Snappers are a sub-branch of the inky trade forever in a hurry, permanently needing to be ten miles away 20 minutes previously.

At Kirkby Stephen East, Stuart stays for 75 minutes and records 726 images. If every picture tells a story, what might 726 achieve?

The station was originally part of the South Durham and Lancashire Union Railway, opened in 1861 between West Auckland, Darlington and Barnard Castle in the east and Tebay and Penrith to the west. Stainmore Summit, 1,370ft, was the highest point – and among the bleakest – on the English network.

The last passenger train left in January 1962. The station became a bobbin factory, the buildings deteriorated, the company went bust in 1992.
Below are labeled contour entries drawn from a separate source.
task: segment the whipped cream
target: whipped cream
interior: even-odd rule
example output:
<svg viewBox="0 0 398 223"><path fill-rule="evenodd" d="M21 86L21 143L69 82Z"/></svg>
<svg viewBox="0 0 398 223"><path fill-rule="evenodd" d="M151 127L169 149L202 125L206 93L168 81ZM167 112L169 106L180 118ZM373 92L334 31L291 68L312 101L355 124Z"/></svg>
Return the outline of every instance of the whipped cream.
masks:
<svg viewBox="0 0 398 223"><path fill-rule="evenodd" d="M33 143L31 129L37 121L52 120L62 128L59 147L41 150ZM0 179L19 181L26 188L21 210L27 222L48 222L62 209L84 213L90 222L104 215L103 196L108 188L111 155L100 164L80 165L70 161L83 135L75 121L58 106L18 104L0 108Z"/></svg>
For that forlorn little bit of railway heritage, it really did seem like the end of the line.

MIKE Thompson was a railwayman’s son from Peterborough, a “dyed-in-the-wool LNER man,” he supposes. Though he trained as a doctor and became a leading diabetes specialist and lecturer, his heart remained standard gauge.

He was a regular support crew member when the restored locomotive Sir Nigel Gresley again raced north – and, reluctantly, south again – and in 1986 bought himself a saddle tank, or whatever remained of it.
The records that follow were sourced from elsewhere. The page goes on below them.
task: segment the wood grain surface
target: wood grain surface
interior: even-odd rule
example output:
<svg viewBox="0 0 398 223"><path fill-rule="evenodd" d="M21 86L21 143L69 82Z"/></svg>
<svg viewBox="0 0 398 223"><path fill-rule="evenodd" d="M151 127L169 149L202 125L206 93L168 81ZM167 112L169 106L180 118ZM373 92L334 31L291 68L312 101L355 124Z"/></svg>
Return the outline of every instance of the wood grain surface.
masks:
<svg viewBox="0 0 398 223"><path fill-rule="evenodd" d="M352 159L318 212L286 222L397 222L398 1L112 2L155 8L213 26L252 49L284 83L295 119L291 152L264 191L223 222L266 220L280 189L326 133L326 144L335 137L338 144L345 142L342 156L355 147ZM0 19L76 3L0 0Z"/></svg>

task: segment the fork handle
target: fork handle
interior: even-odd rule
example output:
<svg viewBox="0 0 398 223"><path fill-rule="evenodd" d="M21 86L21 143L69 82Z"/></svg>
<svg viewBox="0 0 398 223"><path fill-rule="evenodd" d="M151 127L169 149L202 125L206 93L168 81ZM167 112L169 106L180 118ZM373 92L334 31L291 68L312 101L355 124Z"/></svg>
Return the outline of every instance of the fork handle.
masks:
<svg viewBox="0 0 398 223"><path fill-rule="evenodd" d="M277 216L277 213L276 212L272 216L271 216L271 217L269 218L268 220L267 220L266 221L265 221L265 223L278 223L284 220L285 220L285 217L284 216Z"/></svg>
The Northern Echo: Mike Thompson"Among the politer things we were called were dreamers and no-hopers. It was a hugely daunting task, but I never really thought we wouldn't do it." - railwayman's son Mike Thompson

Superseded by what Thomas the Tank Engine dismissively termed a diseasel, engine No 2084 was sent to a preserved railway in north Wales, was rarely fired and much less with enthusiasm and eventually was sold to a scrapyard.

Even there, the brass and copper was removed and 2084 abandoned.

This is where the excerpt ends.